As an Ethical Trading Manager at M&S I think I have the best job in the world - highlights include world travel and 20% off the M&S pizza & prosecco deal! But let's be honest, when you tell someone you're an 'Ethical Trading Manager’ you're often going to be met with a blank face, and that's not surprising. Put simply my role is to work collaboratively with colleagues around the world to ensure that when you buy M&S clothes and homeware – whether it’s a £6 basic white t-shirt, an investment Autograph coat or bed linen – these products were created in factories that treat workers fairly.
Ethical trading takes many forms: for example, ensuring fair wages are paid, there’s decent working conditions and making sure nobody works excessive hours. However, it’s not just about compliance with our standards. We go above and beyond simply auditing and factory checks... and that’s where my job gets really exciting.
Earlier this year we launched Plan A 2025 - for most people a 20-page document
filled with ground-breaking aspirations for M&S. For me, it meant exciting new challenges for my role in the supply chain, building on the great work that's gone before. Some of these aspirations are very ambitious, for example we're aiming to have 25% of our supplier factories’ management positions filled by women by 2022. Right now, we're at about 3-5%. Of course, we don't own these factories so there really does need to be a collaborative approach – with factory owners, NGOs, charities and brands and retailers - to meet these goals. It’s going to take time and hard work.

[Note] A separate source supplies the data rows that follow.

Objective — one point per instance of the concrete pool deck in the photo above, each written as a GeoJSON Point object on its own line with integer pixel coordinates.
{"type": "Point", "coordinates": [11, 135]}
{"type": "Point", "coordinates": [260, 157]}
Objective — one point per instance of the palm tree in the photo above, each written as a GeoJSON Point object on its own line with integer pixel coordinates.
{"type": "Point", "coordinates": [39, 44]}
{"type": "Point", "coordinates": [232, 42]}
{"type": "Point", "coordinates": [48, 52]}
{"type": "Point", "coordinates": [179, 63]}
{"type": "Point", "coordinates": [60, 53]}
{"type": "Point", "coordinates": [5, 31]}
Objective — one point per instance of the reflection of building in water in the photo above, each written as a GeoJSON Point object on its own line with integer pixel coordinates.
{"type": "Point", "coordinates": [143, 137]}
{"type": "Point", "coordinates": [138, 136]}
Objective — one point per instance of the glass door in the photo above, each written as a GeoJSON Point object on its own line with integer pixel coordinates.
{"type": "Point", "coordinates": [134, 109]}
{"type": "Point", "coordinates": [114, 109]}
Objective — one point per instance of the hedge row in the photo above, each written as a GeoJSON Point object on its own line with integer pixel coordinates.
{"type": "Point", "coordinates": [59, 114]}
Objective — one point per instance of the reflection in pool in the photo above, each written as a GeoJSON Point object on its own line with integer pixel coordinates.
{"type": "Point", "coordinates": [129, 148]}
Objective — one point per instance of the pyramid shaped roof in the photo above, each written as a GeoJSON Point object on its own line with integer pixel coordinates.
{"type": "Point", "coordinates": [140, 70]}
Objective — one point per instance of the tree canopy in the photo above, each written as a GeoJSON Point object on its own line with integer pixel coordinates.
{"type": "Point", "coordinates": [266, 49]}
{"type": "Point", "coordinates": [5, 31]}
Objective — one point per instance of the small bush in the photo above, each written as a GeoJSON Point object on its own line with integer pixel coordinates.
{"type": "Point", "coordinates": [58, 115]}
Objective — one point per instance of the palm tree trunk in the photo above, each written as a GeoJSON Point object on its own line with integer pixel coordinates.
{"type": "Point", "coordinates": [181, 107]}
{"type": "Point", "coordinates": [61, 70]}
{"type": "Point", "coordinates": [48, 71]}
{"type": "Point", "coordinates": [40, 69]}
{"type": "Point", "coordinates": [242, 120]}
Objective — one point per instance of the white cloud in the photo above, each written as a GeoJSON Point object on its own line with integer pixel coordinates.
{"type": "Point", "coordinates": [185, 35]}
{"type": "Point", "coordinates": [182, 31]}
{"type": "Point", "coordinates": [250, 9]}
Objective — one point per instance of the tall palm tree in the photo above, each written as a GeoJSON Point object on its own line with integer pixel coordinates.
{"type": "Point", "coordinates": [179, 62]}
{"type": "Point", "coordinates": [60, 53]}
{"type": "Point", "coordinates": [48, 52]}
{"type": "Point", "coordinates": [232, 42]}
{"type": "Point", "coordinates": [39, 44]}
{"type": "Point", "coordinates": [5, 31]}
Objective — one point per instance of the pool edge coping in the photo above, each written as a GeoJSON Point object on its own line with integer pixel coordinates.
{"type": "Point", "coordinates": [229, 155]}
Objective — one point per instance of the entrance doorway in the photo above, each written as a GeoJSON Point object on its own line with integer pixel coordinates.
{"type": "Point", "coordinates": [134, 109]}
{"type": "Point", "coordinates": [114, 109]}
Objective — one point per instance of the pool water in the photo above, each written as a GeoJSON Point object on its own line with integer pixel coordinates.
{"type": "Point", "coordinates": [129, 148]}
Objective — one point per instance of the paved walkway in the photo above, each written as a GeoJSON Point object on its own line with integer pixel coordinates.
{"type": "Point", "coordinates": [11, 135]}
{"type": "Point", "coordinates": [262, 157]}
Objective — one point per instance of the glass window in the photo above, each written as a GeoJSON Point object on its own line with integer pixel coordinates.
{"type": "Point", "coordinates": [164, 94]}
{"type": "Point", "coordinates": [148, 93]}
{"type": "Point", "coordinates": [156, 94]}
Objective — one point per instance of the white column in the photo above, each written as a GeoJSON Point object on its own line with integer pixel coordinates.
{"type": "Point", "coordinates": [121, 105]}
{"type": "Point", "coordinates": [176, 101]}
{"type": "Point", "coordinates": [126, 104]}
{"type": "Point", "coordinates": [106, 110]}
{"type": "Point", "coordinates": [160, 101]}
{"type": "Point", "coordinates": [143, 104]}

These aspirations are central to my role but, of course, many of our customers are unaware of the lengths we go to, which is one of the reasons I was so excited to go on a trip to Delhi with Marie Claire to talk about it - and you can read the journalist Nicola's take on it here.
Working with publications like Marie Claire helps us tell our story to our customers and hopefully encourages others to engage on these important issues.

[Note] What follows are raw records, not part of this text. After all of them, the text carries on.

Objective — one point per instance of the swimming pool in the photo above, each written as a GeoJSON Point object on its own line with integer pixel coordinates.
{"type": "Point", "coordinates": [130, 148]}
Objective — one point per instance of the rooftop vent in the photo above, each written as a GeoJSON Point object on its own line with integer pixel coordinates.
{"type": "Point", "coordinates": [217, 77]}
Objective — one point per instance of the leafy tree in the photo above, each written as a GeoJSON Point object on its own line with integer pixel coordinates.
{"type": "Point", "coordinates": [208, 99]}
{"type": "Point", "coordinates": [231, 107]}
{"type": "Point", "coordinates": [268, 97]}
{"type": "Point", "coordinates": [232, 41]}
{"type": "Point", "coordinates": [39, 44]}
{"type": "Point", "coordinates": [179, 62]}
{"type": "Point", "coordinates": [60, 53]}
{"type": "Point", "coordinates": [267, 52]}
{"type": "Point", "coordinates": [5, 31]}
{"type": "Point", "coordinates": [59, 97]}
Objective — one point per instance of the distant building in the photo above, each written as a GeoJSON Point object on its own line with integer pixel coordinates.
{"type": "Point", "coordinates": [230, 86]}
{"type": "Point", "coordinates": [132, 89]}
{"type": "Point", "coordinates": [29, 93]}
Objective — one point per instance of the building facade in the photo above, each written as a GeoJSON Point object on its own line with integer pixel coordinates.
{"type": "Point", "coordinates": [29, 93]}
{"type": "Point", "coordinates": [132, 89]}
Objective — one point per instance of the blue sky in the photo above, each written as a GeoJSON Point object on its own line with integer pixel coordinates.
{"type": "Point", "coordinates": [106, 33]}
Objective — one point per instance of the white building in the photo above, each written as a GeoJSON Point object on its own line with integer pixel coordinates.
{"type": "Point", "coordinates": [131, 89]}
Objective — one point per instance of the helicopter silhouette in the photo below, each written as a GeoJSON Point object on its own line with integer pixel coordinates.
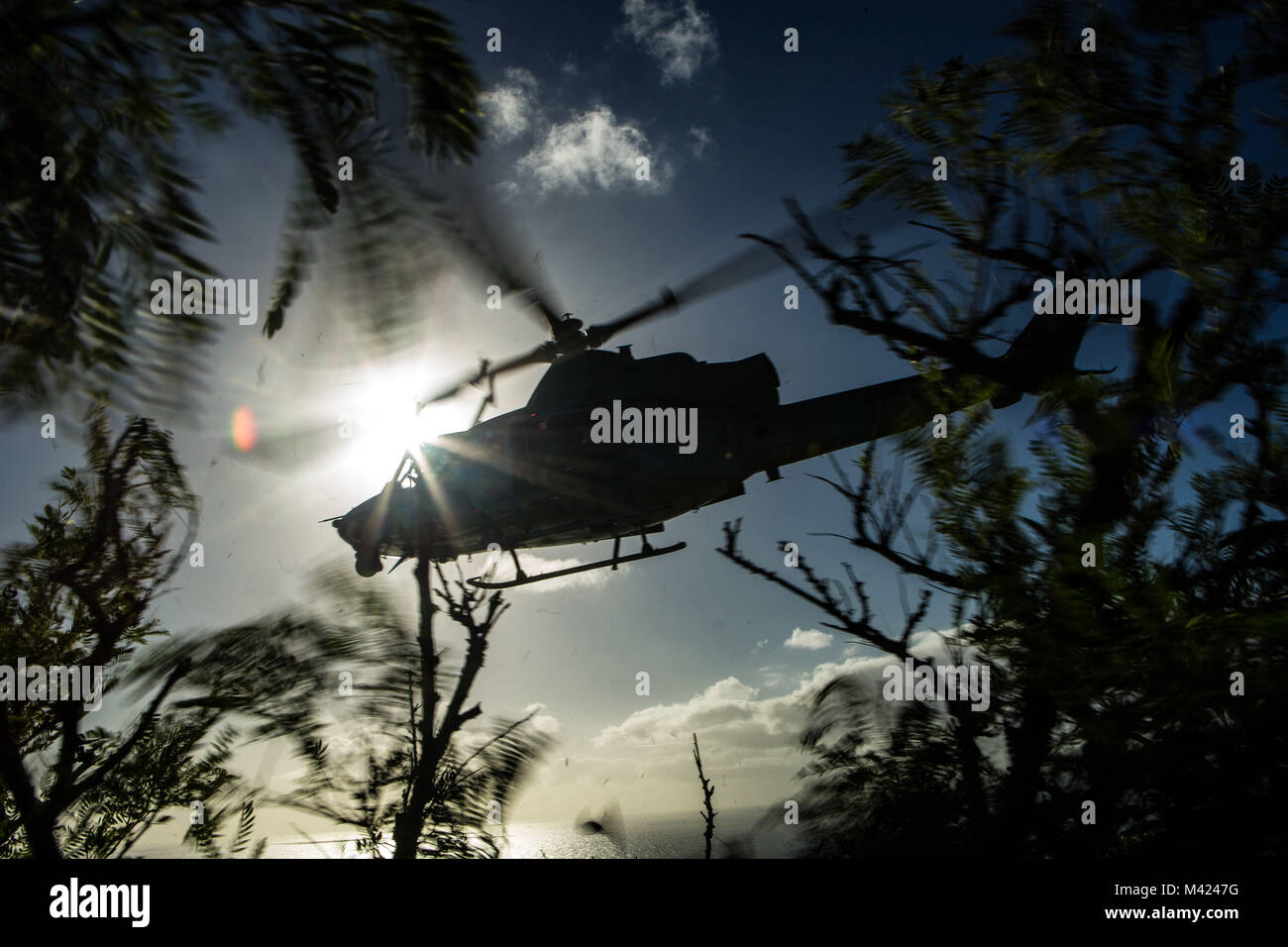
{"type": "Point", "coordinates": [549, 474]}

The focus of Nicola’s piece is gender equality, a major issue in our supply chain (which you can see in that 5% stat). And you can see in her piece there are a number of programmes we’re supporting to help tackle just that. For example, we support Emerging Leaders, a programme that encourages everyone to hold their own pen, take control of their own life and ‘write’ their own story. It's taking this first step to hold your own pen which enables you to eventually lead others. To some it may sound simple but for women living in a patriarchal society, as many do in parts of India, it's anything but that.

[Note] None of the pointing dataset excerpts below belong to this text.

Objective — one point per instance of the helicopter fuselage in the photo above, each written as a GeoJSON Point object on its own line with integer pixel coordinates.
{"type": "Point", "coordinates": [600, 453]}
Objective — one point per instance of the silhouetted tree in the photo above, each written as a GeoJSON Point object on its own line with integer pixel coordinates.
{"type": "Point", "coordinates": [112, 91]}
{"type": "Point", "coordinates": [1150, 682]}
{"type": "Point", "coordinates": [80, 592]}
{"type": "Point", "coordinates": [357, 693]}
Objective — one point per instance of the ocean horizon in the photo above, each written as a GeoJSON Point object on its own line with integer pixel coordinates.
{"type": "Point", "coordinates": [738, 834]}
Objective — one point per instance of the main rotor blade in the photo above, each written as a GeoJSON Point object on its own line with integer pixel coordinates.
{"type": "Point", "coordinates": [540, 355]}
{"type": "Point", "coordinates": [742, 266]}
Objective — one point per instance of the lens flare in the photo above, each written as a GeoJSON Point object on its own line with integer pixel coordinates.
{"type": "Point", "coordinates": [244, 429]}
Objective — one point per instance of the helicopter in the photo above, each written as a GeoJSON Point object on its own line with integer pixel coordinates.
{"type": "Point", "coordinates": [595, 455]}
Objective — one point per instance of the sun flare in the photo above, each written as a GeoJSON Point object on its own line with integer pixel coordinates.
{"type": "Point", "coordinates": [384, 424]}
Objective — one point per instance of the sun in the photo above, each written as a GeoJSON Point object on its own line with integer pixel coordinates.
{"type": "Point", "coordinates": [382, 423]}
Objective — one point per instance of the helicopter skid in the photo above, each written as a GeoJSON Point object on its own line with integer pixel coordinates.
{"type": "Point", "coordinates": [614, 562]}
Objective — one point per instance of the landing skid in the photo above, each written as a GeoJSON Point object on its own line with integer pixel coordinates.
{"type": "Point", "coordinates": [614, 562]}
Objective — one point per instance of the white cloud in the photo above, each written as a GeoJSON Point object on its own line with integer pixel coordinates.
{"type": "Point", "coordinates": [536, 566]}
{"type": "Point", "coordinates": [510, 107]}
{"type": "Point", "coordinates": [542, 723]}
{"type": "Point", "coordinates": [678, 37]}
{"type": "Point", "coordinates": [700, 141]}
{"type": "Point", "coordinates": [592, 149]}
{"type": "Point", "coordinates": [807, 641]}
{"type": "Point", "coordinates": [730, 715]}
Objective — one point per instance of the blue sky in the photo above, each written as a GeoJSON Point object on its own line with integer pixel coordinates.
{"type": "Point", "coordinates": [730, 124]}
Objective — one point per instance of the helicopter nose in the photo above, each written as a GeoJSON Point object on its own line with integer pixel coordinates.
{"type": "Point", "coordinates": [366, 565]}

We celebrated National Inclusion Week last week at M&S, a reminder for us that sometimes holding your own pen, leading your own life and writing your own story isn’t that easy - not just if you're a woman in a tough area in India but perhaps a trans colleague joining a FTSE 100 office, a colleague with a disability working in a distribution centre or someone from an ethnic minority background running a store. As a company, we took this opportunity to reflect on the challenges we face as individuals and an organisation - both globally and here in the U.K. - and that’s something we need to keep doing.
I said at the beginning I have the best job in the world - and I think I do, but more than anything because when we hit that ambitious target in 2022 and we have 25% female leadership in factories around the world, or even if we just come close, I'll know my work and the work of my colleagues and partners will have made a massive difference to people's lives - including the women in the factories of Delhi who were so inspirational in telling their stories to Nicola at Marie Claire; you only have to read that article to know it.
There are 31 commitments for Clothing & Home in Plan A 2025, 14 are specific to ethical trading. Those listed below are specific to women’s rights and gender equality -
- Between 2017 and 2025 our Global Community Programme will benefit one million people in our supply chain communities by working in partnership with others to help build livelihoods, protect the environment and improve wellbeing – focussing on our areas of biggest human rights and environmental impact.
- By 2019, we will help advance women’s human rights and combat gender discrimination by launching programmes and initiatives that promote gender equality and women’s empowerment in our business and supply chains.
- By 2022 we aim for our Food and Clothing & Home first-tier manufacturing sites to have 25% women in management positions.
- By 2020 all workers in our first-tier Food, Clothing and Home manufacturing sites will have the opportunity to be paid digitally.